A Station for Scholars

Roughly 35,000 students who study at Leiden University, the country's oldest, do not live in Leiden. They commute. Every morning the platforms fill with bikes, laptops, and coffee cups. The trains scatter them: Intercity services to The Hague, Schiphol, Amsterdam, Rotterdam, Eindhoven, Arnhem, Nijmegen, even down to Vlissingen on the Zeeland coast. Sprinters run east through Alphen aan den Rijn to Utrecht and beyond. On a weekday two trains an hour leave for almost every major Dutch city, and a single night train threads Rotterdam, The Hague, Amsterdam, and Utrecht together while the rest of the country sleeps. The station also feeds the Leiden University Medical Center directly out its rear exit. When ticket barriers were installed in 2007 for the new OV-chipkaart smart card, that exit briefly became contested ground; locals had walked through the station as a public shortcut for generations. By 2017 the barriers were closed for good.

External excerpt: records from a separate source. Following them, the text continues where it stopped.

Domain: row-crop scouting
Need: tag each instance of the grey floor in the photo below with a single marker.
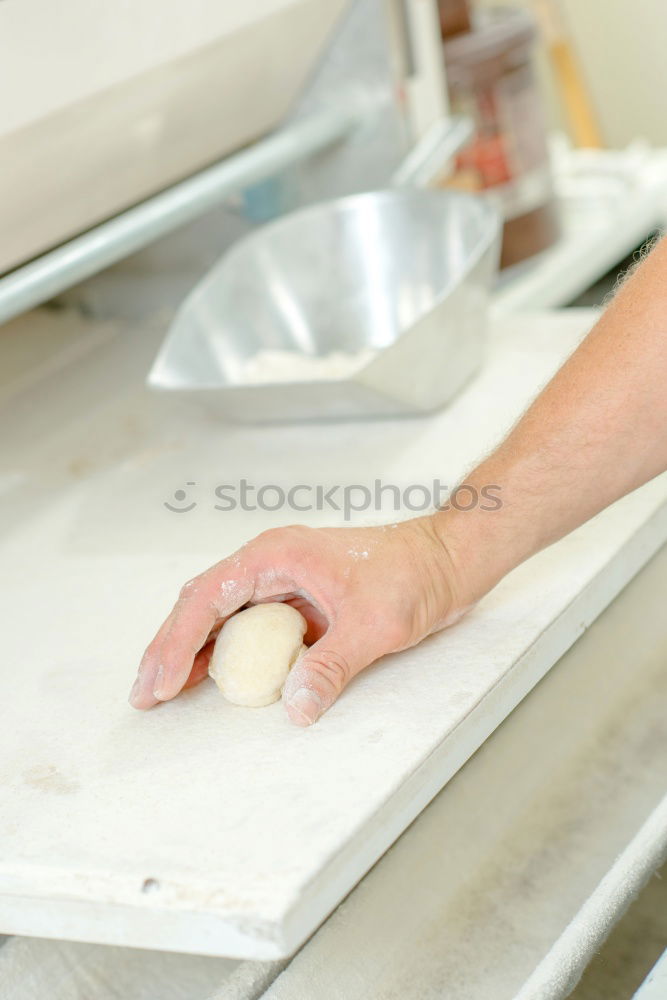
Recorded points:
(632, 949)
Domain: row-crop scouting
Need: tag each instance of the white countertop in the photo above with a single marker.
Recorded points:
(250, 830)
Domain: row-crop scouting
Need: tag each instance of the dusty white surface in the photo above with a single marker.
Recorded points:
(168, 830)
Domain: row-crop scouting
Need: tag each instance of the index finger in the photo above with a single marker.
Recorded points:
(203, 603)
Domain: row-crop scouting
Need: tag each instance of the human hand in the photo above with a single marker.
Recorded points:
(364, 592)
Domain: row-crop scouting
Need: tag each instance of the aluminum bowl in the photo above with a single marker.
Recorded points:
(400, 279)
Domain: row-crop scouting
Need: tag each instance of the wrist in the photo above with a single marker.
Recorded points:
(482, 536)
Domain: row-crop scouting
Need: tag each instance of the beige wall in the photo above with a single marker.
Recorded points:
(54, 53)
(622, 49)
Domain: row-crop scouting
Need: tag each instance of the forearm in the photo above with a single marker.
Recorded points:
(596, 432)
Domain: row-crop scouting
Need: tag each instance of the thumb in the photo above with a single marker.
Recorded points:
(319, 676)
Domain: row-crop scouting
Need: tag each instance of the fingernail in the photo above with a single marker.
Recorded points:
(305, 707)
(159, 677)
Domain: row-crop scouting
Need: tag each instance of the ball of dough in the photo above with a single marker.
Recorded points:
(254, 653)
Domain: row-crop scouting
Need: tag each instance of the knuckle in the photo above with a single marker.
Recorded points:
(187, 589)
(332, 667)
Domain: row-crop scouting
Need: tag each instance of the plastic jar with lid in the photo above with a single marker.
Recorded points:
(491, 77)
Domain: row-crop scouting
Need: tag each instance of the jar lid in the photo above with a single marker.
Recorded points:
(496, 31)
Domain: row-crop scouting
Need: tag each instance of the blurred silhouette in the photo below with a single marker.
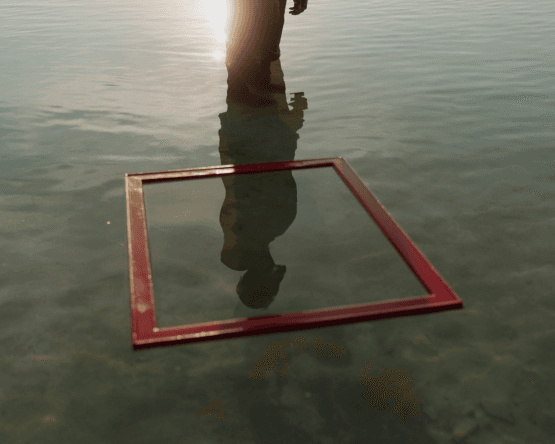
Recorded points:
(253, 44)
(258, 207)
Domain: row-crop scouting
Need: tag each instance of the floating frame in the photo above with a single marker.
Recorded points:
(145, 333)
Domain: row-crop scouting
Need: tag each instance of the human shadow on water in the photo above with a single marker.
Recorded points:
(258, 127)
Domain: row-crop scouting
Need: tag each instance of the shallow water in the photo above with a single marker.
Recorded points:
(445, 110)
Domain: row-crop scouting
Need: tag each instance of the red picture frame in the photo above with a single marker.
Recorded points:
(145, 333)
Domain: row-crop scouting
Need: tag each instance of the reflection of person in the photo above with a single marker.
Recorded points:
(258, 207)
(253, 45)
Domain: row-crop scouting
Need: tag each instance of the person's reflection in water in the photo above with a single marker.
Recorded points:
(253, 45)
(258, 207)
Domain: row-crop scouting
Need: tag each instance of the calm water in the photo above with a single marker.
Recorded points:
(446, 112)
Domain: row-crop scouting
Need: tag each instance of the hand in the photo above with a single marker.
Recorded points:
(300, 6)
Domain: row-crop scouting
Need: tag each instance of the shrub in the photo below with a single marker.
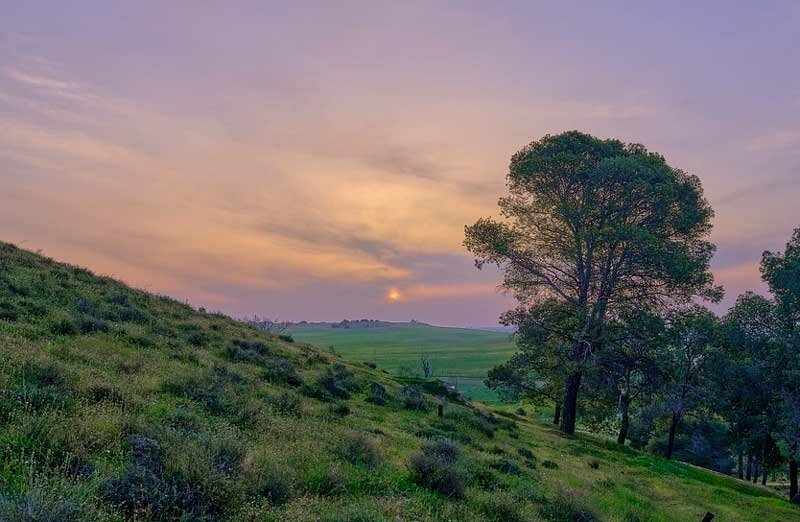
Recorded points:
(526, 453)
(64, 326)
(507, 467)
(273, 483)
(340, 408)
(433, 473)
(281, 371)
(565, 508)
(335, 383)
(445, 449)
(42, 505)
(43, 386)
(377, 394)
(131, 366)
(328, 483)
(217, 389)
(435, 469)
(286, 403)
(198, 338)
(354, 514)
(499, 507)
(357, 448)
(412, 398)
(87, 324)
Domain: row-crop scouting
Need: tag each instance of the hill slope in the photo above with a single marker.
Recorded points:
(120, 405)
(459, 356)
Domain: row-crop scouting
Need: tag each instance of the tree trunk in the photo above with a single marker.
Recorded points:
(673, 428)
(624, 408)
(740, 467)
(748, 476)
(557, 414)
(570, 411)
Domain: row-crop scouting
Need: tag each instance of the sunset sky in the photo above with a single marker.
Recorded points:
(319, 161)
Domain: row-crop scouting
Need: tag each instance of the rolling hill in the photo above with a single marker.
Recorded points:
(117, 404)
(459, 356)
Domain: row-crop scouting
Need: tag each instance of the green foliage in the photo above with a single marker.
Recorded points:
(412, 398)
(143, 423)
(434, 468)
(358, 448)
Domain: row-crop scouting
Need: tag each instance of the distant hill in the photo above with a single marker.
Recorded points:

The Famous and the Forgotten

The 1944 RAF raid hints at something the bright new building is careful not to dwell on. Trains carried Dutch Jews from stations like this one to camps from which they did not return. Leiden's prewar Jewish community was decimated. The station after the war was, like so much Dutch infrastructure, both rebuilt and reckoned with quietly. Today the canopies shelter touring violinists from the conservatory, biology students hauling lab notebooks back from Utrecht, and the occasional incoming Nobel laureate, summoned, as Einstein once was, by Leiden's physicists. On the night of 28 November 2011, a Sprinter rear-ended another Sprinter standing on the line. Three passengers were injured, none seriously. The station kept running. It always does.

From the Air

Located at 52.1664 degrees north, 4.4822 degrees east in central Leiden, just north of the historic university quarter and the canal ring. Recommended viewing altitude 1500 to 2500 feet for the city; the elevated rail viaduct cuts a clear east-west line across the urban grid. The Pieterskerk and the canal-girdled old town lie south; the Leiden University Medical Center sits directly behind the station. Nearest airports: Rotterdam The Hague Airport (EHRD) about 17 nautical miles south, and Amsterdam Schiphol (EHAM) about 14 nautical miles northeast. Schiphol-bound Intercity trains pass through Leiden at 160 km/h; pilots looking down will see the high-speed tracks bisect the station building itself.